Ces différentes relations de complémentarité ou de substituabilité entre les facteurs font que pour produire une certaine quantité de bien il existe plusieurs combinaisons capital-travail possibles. L'entrepreneur doit ainsi effectuer les arbitrages adéquats afin d'éviter tout gaspillage coûteux pour l'organisation. Il devra définir la quantité de travail qu'il emploie, la quantité de capital qu'il achète et ainsi choisir la meilleure des combinaisons techniques pour sa production, c'est-à-dire celle qui, pour un certain niveau de production, est la moins coûteuse.

Le rôle de l'information et des savoirs dans la création de richesse.

L'entreprise qui souhaite demeurer concurrentielle.

L'entreprise qui souhaite demeurer concurrentielle doit maîtriser nombre de données informationnelles importantes: évolutions technologiques, évolutions des besoins des clients, évolutions de l'offre des concurrents. De plus en plus abondante, de plus en plus accessible, l'information est donc devenue un élément clef de la compétitivité des entreprises, qu'il convient de maîtriser.

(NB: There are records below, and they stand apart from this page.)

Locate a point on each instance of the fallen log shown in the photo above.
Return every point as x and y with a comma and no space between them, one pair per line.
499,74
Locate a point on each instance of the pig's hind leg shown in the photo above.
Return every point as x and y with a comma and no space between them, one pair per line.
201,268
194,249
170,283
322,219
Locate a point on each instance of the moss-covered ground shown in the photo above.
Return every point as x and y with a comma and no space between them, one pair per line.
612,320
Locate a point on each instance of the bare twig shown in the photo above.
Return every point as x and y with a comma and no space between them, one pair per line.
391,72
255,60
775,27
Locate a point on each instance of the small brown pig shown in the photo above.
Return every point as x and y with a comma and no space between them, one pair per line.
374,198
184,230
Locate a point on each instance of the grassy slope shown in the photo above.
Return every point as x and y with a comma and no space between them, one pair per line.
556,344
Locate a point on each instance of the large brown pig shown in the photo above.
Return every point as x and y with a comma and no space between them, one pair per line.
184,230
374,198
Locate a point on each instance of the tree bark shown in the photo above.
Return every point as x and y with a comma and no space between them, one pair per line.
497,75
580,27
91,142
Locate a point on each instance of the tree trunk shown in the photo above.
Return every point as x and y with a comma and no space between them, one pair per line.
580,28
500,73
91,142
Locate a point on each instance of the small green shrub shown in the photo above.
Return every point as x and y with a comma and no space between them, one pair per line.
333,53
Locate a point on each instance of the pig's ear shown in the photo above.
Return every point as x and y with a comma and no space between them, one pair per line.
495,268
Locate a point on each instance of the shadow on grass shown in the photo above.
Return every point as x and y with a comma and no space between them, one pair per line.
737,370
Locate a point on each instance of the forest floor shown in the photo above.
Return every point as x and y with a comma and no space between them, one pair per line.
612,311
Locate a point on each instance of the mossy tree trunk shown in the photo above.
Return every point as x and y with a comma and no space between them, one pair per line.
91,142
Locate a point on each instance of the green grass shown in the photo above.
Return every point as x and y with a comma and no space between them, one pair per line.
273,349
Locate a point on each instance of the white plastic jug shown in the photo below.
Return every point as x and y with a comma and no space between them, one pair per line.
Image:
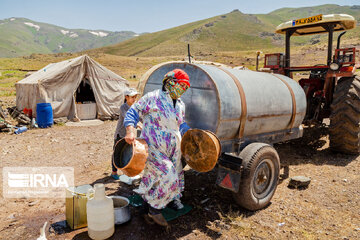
100,214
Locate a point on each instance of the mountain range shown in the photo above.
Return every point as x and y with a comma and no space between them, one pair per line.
234,31
21,36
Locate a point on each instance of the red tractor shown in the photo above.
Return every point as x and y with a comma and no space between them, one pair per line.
332,90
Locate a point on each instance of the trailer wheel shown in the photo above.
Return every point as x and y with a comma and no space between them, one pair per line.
260,176
344,129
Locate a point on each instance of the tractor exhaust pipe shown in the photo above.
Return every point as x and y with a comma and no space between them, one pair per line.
338,44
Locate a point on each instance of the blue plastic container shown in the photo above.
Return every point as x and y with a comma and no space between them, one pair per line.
20,130
44,115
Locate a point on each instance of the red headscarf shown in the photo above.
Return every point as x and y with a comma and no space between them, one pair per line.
178,75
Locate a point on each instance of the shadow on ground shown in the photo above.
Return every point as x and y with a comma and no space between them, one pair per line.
312,148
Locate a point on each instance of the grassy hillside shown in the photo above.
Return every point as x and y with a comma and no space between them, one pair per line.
21,36
234,31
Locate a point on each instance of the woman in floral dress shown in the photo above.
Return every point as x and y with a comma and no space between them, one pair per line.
163,115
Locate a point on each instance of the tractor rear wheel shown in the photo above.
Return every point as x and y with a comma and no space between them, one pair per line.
345,116
260,176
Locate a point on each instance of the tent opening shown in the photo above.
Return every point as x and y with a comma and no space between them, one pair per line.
84,93
85,101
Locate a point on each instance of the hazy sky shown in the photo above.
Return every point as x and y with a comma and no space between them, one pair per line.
140,15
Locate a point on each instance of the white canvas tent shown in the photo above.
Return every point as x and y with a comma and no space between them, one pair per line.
58,84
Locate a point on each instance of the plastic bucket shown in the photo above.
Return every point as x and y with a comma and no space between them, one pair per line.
44,115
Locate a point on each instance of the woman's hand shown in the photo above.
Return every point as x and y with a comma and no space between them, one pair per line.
130,135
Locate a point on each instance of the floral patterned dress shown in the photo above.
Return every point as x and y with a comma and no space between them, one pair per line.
163,177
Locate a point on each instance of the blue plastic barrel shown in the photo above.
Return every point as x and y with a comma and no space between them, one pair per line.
44,115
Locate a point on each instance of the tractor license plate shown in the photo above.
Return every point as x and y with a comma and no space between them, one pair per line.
303,21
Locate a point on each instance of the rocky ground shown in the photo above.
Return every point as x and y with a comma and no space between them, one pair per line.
327,209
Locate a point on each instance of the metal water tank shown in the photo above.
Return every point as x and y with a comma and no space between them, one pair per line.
239,106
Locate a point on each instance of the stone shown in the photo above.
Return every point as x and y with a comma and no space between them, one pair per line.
299,182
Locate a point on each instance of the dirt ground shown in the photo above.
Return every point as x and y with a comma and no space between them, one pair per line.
327,209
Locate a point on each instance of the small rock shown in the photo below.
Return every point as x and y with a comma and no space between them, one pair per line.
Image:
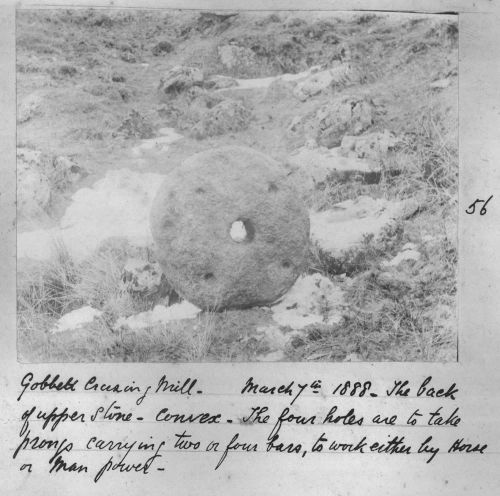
128,57
440,84
162,47
28,108
273,336
157,145
316,164
279,90
313,299
33,185
273,356
76,319
409,246
116,206
117,78
345,225
322,80
236,58
227,116
135,126
66,172
353,357
179,78
370,146
345,116
403,256
160,315
218,82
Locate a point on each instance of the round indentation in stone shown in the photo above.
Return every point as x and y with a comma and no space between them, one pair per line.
226,248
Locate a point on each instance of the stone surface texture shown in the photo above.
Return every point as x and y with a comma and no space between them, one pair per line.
191,221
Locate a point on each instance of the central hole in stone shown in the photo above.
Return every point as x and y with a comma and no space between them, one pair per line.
241,231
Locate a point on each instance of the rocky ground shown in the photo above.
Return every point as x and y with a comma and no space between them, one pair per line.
361,110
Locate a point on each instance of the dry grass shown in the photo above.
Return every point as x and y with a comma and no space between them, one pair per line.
402,314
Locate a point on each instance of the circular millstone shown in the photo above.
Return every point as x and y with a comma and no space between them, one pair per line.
229,231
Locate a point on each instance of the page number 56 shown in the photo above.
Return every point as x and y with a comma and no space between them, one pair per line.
471,209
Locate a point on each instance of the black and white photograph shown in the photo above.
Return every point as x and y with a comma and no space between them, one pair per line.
235,186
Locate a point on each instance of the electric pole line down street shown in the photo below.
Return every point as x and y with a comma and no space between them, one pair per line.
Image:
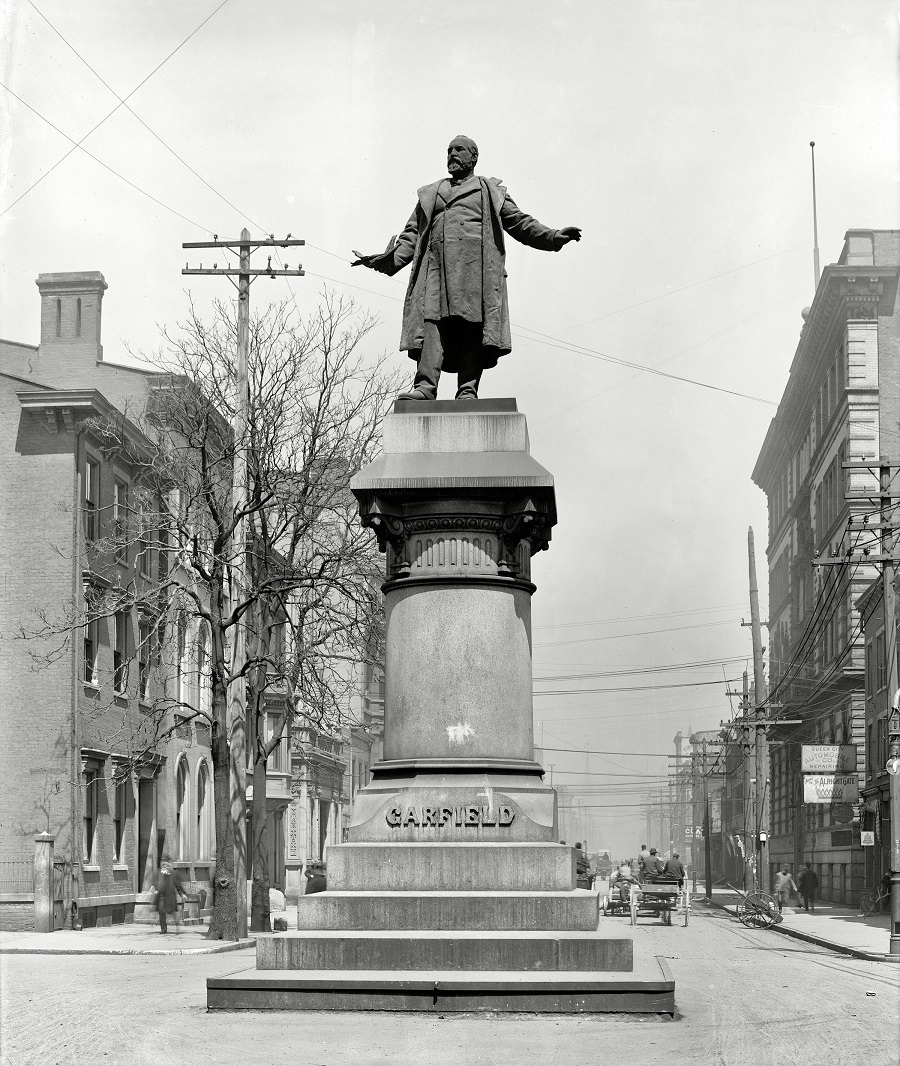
237,697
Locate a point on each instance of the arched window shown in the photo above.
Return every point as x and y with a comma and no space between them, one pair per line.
182,827
204,812
202,694
181,664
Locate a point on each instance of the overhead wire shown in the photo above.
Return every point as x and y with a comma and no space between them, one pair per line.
79,144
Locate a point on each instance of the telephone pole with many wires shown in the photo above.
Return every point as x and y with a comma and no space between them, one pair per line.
237,698
761,745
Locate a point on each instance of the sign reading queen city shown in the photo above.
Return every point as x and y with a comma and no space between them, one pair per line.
469,814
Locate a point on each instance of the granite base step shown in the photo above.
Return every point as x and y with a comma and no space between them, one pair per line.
577,909
456,950
451,867
648,989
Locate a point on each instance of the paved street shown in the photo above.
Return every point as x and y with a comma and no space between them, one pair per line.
743,997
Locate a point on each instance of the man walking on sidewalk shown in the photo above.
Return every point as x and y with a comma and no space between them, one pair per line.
807,883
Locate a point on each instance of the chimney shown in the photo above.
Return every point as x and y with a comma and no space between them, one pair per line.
70,316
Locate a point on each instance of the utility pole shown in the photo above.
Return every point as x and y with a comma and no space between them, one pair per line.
237,695
816,271
707,827
746,747
761,806
887,558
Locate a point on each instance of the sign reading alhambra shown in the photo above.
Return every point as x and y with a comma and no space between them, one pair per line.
831,788
470,814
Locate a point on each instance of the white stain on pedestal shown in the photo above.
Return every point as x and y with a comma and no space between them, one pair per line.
460,733
488,795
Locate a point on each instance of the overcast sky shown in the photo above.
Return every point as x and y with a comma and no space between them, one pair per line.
676,134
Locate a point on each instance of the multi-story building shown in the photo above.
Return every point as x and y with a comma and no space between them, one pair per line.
874,814
840,408
80,701
315,816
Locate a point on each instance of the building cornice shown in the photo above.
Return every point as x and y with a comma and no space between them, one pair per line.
845,293
73,404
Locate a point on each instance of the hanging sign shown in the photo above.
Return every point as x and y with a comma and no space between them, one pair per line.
831,788
828,758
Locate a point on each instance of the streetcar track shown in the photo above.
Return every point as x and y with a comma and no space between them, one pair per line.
809,954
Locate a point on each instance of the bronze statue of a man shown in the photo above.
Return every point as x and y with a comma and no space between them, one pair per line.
455,316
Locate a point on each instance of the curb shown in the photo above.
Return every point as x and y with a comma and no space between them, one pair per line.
812,938
218,950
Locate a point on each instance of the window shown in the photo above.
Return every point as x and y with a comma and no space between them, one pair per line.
90,790
204,813
144,636
205,696
273,727
181,823
145,545
91,486
121,519
860,251
121,818
91,642
121,652
181,665
881,663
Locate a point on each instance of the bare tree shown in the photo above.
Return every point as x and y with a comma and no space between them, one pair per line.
308,599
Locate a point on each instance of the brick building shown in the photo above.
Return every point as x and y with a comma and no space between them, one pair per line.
841,404
874,813
78,706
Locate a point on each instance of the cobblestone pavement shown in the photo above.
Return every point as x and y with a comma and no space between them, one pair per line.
744,998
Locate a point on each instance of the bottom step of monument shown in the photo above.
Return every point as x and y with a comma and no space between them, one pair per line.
649,988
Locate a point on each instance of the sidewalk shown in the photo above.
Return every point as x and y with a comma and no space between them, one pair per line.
840,929
129,939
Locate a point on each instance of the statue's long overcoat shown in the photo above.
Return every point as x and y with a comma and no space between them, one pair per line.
499,214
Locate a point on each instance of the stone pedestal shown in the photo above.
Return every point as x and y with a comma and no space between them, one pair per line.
452,891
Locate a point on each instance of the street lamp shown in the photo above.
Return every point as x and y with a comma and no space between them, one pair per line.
893,766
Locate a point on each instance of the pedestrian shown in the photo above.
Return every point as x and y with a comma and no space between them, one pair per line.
315,878
621,882
785,887
653,866
167,891
675,870
807,883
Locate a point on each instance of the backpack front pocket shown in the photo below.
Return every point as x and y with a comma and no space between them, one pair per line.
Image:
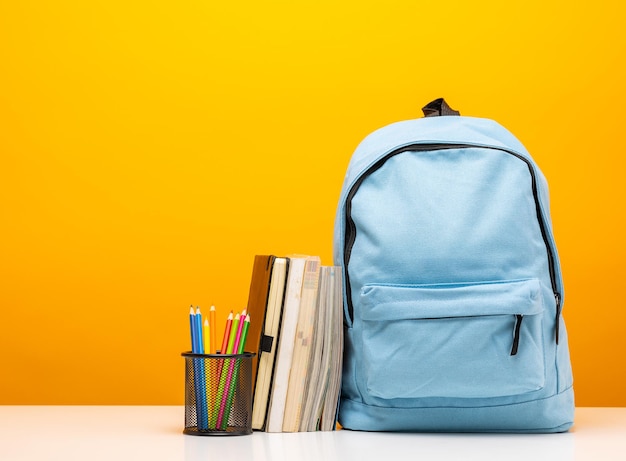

Les entreprises doivent accorder une attention toute particulière aux savoirs.

Les entreprises doivent aussi accorder une attention toute particulière aux savoirs dont leurs employés disposent, à leur capital humain. Le capital humain peut se définir comme l'ensemble du savoir, du savoir-faire et des aptitudes que possède un agent. Comme tout capital, le capital humain peut diminuer, se maintenir ou augmenter suivant que les agents l'entretiennent ou non, suivant qu'ils investissent (formation, observation.) ou qu'ils le laissent se déprécier.

La maîtrise de ces facteurs immatériels.

La maîtrise de ces facteurs immatériels que sont l'information et les savoirs doit notamment permettre à l'entreprise de réaliser des gains de productivité, c'est-à-dire d'utiliser moins de facteurs de production pour une même quantité produite ou encore d'augmenter la production pour une même quantité de facteurs utilisés.

La mesure de la production.

Au niveau microéconomique.

Au niveau microéconomique, en combinant travail, capital et ressources naturelles, l'entreprise crée des produits qu'elle arrive à vendre plus cher que le coût d'achat des consommations intermédiaires nécessaires à la réalisation du produit. Le travail incorporé, le savoir-faire et la technologie du produit réalisé permettent donc de dégager une richesse supplémentaire. Cette différence entre le chiffre d'affaires engrangé et la somme des consommations intermédiaires achetées se nomme la valeur ajoutée; elle constitue la principale mesure de la richesse créée par l'entreprise.

Au niveau macroéconomique.

Au niveau macroéconomique, la somme des valeurs ajoutées réalisées par les entreprises présentes sur un territoire donné se nomme Produit intérieur brut (PIB). Cet agrégat mesure la richesse dégagée par un pays au cours d'une année donnée et constitue un indicateur important de l'activité économique de la nation. Par ailleurs, il permet d'effectuer des comparaisons entre les pays et de comparer leur développement.

Les limites de la mesure de la production.

Le PIB est toutefois imparfait.

Le PIB est toutefois imparfait. Tout d'abord, il ne prend pas en compte certaines activités comme le travail domestique, le bénévolat ou le travail clandestin: non évaluées par le marché, ces activités ne créent pas de valeur ajoutée et ne sont dont pas comptabilisées. On omet ainsi un grand nombre d'activités économiques pourtant productives.

le PIB n'évalue pas le bien-être des agents.

Par ailleurs, le PIB n'évalue pas le bien-être des agents en omettant de retrancher les nuisances dont la production est à l'origine. Pire, il peut évaluer ces nuisances comme contribution positive.

Une usine polluante nouvellement créée augmentera le PIB du montant de sa valeur ajoutée mais ne le réduira pas du montant des maladies ou gênes qu'elle crée à court ou à moyen terme.